GateHouse — There are things that are OK, and there are things that are Not OK, and there are things that are Super Not OK, and there are things that are So Not OK That They Make You Slap Your Face And Run To Your Momma, and that is what brings us to the headline “Two Families Find Live Snakes Hiding In Christmas Trees.”
If you needed any more evidence that it’s just wiser to buy a plastic, Taiwanese factory-produced tree at Lowe’s, slap it in a stand and be done in time for the Steelers game, may I present you with the notion that your fancypants Real Tree You Mightily Chopped Down In A Field With The Help Of A Bearded Woodsman Named Fjurg The Sweaty probably contains snakes.
Christmas trees, according to everyone, are the second least-favorable places you can find a snake, the first being, say it with me, the toilet.

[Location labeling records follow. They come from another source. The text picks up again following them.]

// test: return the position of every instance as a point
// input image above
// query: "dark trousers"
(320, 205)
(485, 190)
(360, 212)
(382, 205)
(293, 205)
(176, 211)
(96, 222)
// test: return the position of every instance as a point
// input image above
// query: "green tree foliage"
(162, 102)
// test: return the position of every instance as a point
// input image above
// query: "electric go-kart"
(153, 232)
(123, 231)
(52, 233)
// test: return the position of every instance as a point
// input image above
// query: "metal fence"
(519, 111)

This is my fourth-greatest fear in life, snakes in the toilet, directly behind clowns, the Fox Business Channel and having my picture taken while scuba diving in the ocean but then having the photographer start gesturing wildly and flailing around because there’s a whale swimming up behind me. That scene in “Finding Nemo” where the whale fades into view and eats the neurotic fish and Ellen? YEAH, WORST FEAR OF LIFE. Most of my more acute fears in life end up in Pixar movies. Weirdest thing.